Será que perdera a validade?

Nãooo, eis que a regra surge novamente.

Outliers, de Malcon Gladwell, é um livro muito bacana. Ele pertence ao time dos livros sobre negócios que ainda fazem algum sentido nos dias de hoje: livros pragmáticos que vendem idéias baseadas em pesquisas, experimentos, fatos concretos etc. De uma certa maneira, Outliers é do time do Good to Great do Jim Collins.

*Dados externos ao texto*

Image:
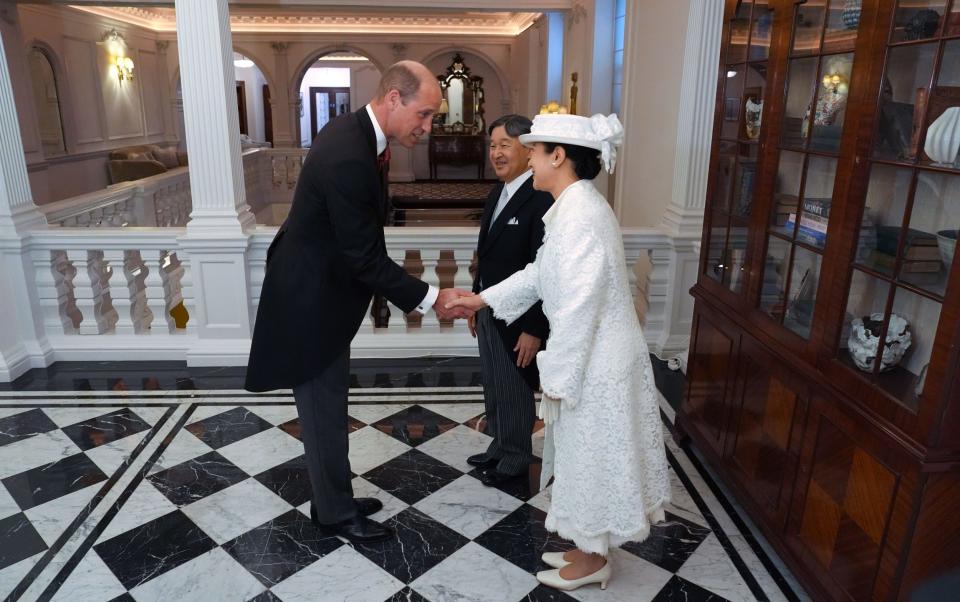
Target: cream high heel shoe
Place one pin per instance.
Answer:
(554, 559)
(554, 580)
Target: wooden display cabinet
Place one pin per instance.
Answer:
(824, 382)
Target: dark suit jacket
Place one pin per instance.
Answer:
(507, 248)
(327, 260)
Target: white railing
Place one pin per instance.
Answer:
(163, 200)
(109, 294)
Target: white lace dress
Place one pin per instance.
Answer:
(610, 467)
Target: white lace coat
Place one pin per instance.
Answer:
(610, 467)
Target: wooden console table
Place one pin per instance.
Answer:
(458, 149)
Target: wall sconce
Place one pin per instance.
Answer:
(124, 67)
(833, 81)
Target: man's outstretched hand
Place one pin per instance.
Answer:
(446, 306)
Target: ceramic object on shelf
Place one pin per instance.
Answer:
(943, 138)
(851, 14)
(947, 243)
(865, 339)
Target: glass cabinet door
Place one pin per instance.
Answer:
(912, 211)
(747, 50)
(819, 71)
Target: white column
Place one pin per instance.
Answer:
(217, 235)
(22, 345)
(683, 218)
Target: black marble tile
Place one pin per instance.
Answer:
(23, 425)
(542, 593)
(267, 596)
(406, 595)
(523, 487)
(18, 540)
(228, 427)
(196, 479)
(288, 480)
(679, 589)
(281, 547)
(522, 538)
(670, 543)
(420, 544)
(106, 429)
(147, 551)
(51, 481)
(412, 476)
(414, 425)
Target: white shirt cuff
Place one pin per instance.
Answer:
(429, 300)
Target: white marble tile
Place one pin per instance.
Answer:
(633, 579)
(91, 581)
(207, 577)
(275, 414)
(111, 456)
(372, 412)
(185, 446)
(474, 574)
(36, 451)
(710, 567)
(364, 488)
(52, 518)
(541, 500)
(468, 506)
(266, 449)
(235, 510)
(459, 412)
(67, 416)
(12, 575)
(203, 412)
(343, 574)
(4, 412)
(8, 506)
(456, 445)
(143, 506)
(370, 448)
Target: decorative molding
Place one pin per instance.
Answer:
(163, 19)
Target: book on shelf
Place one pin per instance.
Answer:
(818, 207)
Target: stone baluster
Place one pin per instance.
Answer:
(121, 291)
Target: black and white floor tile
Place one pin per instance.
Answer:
(170, 496)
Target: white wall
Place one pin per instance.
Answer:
(99, 112)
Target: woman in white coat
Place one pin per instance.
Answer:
(599, 401)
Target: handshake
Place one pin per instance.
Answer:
(455, 303)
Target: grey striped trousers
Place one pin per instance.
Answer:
(508, 400)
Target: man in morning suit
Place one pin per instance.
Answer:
(328, 260)
(510, 234)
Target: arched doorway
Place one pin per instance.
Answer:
(333, 84)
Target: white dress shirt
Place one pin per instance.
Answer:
(509, 189)
(433, 292)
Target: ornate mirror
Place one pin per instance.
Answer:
(462, 109)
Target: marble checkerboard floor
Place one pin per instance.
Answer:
(203, 495)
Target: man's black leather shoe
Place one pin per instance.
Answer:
(365, 507)
(358, 529)
(482, 461)
(493, 477)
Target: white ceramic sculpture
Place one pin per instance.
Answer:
(943, 138)
(865, 338)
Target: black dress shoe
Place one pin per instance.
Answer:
(482, 461)
(493, 477)
(365, 507)
(358, 529)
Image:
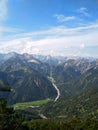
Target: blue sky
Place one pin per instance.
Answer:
(55, 27)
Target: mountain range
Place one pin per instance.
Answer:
(34, 77)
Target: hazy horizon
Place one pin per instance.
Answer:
(59, 27)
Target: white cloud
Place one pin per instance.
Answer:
(83, 11)
(56, 40)
(62, 18)
(3, 10)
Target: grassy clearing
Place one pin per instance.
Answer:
(24, 105)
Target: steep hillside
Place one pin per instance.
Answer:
(28, 83)
(83, 104)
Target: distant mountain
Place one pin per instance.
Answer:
(27, 82)
(29, 76)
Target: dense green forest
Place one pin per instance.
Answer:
(13, 120)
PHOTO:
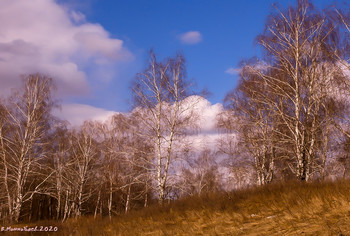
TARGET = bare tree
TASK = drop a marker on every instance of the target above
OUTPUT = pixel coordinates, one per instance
(23, 140)
(159, 94)
(291, 94)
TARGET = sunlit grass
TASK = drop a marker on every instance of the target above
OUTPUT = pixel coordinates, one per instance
(282, 209)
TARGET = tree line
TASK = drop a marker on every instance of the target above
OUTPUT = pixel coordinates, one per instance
(288, 118)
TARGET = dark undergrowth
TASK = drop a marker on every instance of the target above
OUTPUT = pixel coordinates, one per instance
(291, 208)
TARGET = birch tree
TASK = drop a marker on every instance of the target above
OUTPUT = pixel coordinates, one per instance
(298, 79)
(159, 94)
(23, 140)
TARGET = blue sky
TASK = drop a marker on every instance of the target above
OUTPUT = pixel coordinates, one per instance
(94, 48)
(228, 29)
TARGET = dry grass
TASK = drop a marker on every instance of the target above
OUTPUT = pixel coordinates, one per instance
(282, 209)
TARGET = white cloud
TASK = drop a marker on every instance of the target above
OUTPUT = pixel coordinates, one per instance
(205, 111)
(76, 114)
(42, 36)
(191, 37)
(233, 71)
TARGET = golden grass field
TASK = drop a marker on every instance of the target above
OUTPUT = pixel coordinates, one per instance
(280, 209)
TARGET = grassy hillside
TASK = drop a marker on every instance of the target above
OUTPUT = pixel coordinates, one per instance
(283, 209)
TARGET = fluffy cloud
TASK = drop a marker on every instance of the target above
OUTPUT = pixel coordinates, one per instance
(233, 71)
(42, 36)
(76, 114)
(191, 37)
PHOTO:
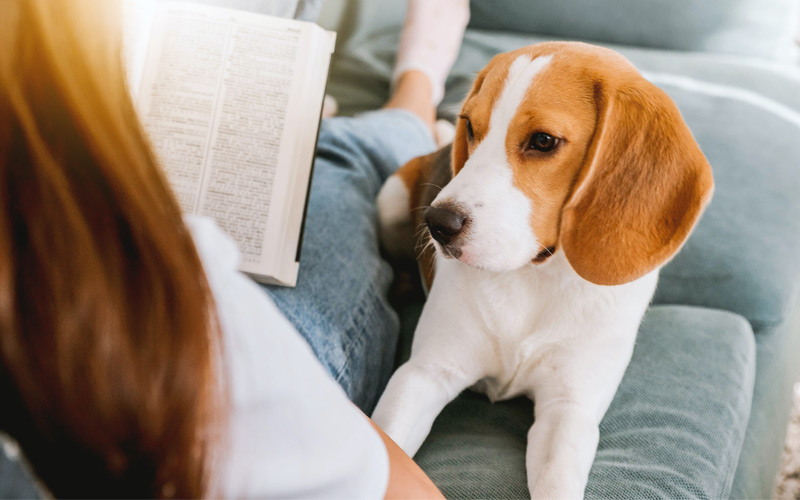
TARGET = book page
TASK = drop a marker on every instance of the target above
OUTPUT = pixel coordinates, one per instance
(137, 21)
(247, 145)
(214, 100)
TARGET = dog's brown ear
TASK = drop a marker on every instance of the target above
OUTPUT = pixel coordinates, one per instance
(642, 188)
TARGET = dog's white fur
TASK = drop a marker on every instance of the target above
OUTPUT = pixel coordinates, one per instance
(496, 322)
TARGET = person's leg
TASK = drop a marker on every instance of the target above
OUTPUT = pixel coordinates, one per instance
(340, 303)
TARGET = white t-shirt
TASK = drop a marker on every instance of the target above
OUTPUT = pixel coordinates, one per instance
(292, 432)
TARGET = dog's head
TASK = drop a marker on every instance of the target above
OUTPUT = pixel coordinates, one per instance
(565, 147)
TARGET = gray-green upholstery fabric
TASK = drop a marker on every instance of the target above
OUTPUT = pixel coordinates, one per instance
(674, 429)
(762, 28)
(744, 257)
(16, 480)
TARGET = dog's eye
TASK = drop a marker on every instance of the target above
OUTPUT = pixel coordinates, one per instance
(542, 141)
(470, 132)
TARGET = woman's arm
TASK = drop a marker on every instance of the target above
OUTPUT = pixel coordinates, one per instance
(406, 479)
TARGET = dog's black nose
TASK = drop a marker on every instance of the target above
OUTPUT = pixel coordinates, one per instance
(444, 223)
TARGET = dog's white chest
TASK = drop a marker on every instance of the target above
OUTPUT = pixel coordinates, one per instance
(524, 321)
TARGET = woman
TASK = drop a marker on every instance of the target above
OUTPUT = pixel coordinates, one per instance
(134, 360)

A palavra Outliers não tem uma tradução perfeita para o português, uma das traduções mais próximas seria Excepcional, Fora de Série etc.

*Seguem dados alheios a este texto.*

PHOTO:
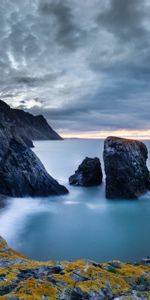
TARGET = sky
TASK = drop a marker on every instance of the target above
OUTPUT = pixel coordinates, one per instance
(85, 65)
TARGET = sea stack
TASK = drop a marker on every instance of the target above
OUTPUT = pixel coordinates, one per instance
(89, 173)
(127, 175)
(21, 171)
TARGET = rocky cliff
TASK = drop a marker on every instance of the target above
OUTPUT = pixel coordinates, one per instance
(22, 278)
(32, 127)
(127, 175)
(21, 172)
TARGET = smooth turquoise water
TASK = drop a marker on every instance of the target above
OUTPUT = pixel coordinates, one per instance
(83, 224)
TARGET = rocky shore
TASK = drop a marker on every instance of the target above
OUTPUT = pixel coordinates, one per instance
(22, 278)
(127, 175)
(89, 173)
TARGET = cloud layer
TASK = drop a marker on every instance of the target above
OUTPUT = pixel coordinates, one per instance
(84, 64)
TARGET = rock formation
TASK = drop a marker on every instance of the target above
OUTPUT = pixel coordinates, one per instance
(127, 175)
(21, 172)
(89, 173)
(25, 124)
(21, 279)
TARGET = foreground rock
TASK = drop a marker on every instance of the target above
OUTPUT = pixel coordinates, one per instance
(21, 279)
(89, 173)
(21, 172)
(127, 175)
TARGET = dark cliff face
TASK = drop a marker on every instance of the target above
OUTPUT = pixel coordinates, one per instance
(89, 173)
(21, 172)
(33, 127)
(127, 175)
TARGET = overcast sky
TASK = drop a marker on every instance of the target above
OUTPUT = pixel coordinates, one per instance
(84, 64)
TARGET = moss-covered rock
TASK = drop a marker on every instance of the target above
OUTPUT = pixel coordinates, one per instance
(22, 278)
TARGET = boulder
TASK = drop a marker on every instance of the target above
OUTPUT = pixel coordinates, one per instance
(89, 173)
(127, 175)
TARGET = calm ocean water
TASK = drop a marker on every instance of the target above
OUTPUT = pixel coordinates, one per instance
(83, 224)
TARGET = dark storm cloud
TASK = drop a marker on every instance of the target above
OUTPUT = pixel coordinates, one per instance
(84, 64)
(124, 18)
(68, 33)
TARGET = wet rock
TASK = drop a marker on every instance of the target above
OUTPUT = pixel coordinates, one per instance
(89, 173)
(127, 175)
(27, 141)
(23, 174)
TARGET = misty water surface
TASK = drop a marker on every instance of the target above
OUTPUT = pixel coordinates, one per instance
(83, 224)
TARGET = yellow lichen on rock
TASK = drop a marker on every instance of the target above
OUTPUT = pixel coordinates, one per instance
(22, 278)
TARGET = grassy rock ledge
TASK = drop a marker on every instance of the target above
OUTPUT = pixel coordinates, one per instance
(22, 278)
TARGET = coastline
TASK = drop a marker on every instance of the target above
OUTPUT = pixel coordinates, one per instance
(22, 278)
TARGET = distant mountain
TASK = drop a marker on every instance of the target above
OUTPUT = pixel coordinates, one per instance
(26, 125)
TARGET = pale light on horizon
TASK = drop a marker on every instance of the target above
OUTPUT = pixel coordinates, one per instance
(125, 133)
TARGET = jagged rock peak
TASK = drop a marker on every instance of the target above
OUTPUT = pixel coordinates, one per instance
(127, 175)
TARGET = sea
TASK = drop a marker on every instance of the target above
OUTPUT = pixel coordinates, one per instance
(80, 225)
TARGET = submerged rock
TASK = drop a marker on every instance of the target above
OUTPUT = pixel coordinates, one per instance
(127, 175)
(22, 278)
(89, 173)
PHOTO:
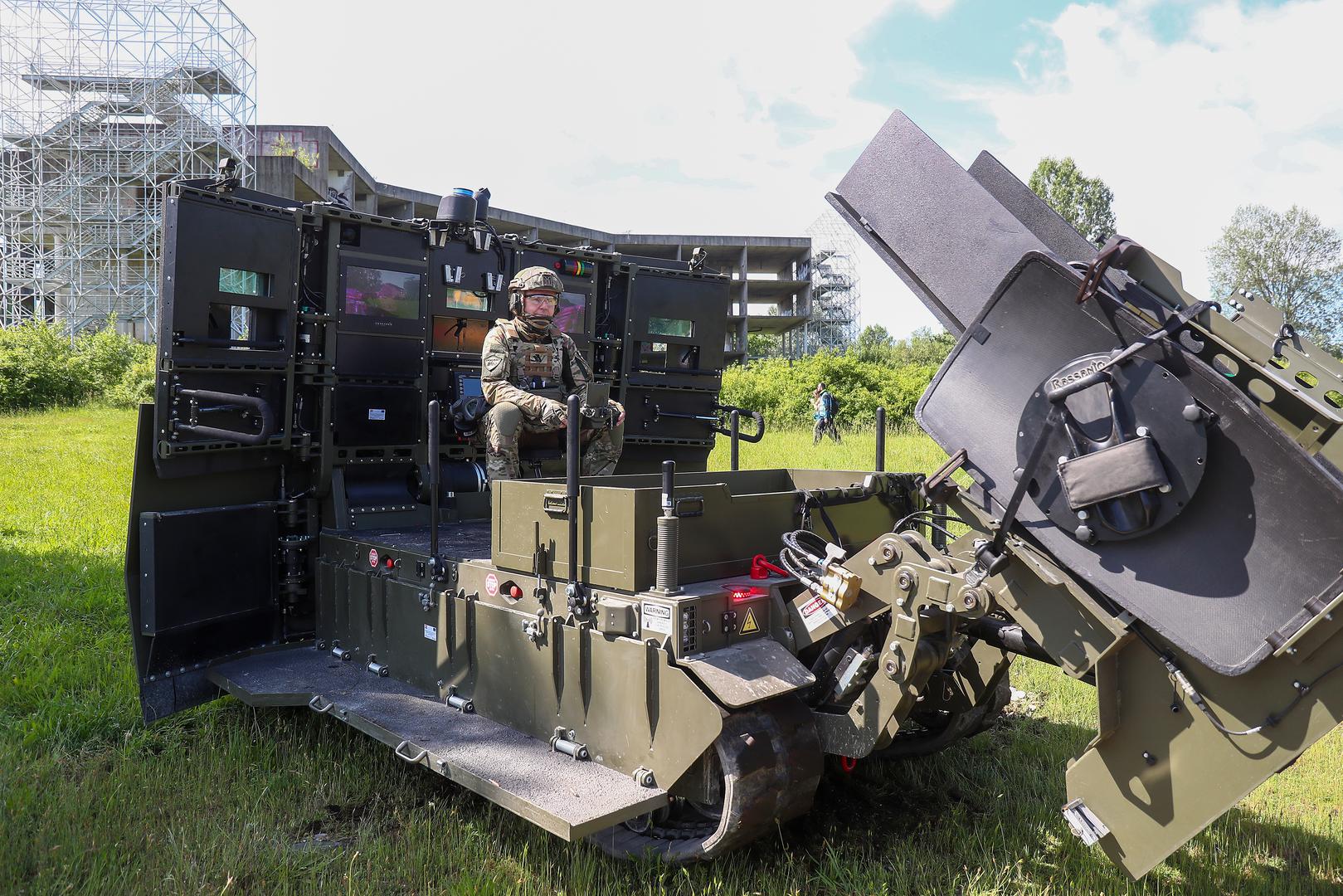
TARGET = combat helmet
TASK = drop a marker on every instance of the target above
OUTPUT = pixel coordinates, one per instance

O livro procura levantar a lebre sobre o que transforma um ser humano como eu e você em um cara fora de série.

É preciso nascer fora de série?

É preciso ter pais fora de série?

É preciso viver em um país fora de série?

O talento inato existe?

No início da década de 90, o psicólogo K. Anders Ericsoon e dois colegas realizaram o estudo Exhibit A numa instituição de alto nível, a Academia de Música de Berlim. Com a ajuda de professores, formaram três grupos com os violinistas da escola.

No primeiro ficaram as estrelas, os alunos que tinham potencial para se tornar solitas de nível internacional. No segundo, foram reunidos aqueles considerados apenas "bons". No terceiro, estavam os estudantes que dificilmente chegariam a tocar como profissionais, mas que pretendiam se tornar professores de música. Todos eles tiveram que responder à seguinte pergunta: ao longo da sua carreira, quantas horas você praticou?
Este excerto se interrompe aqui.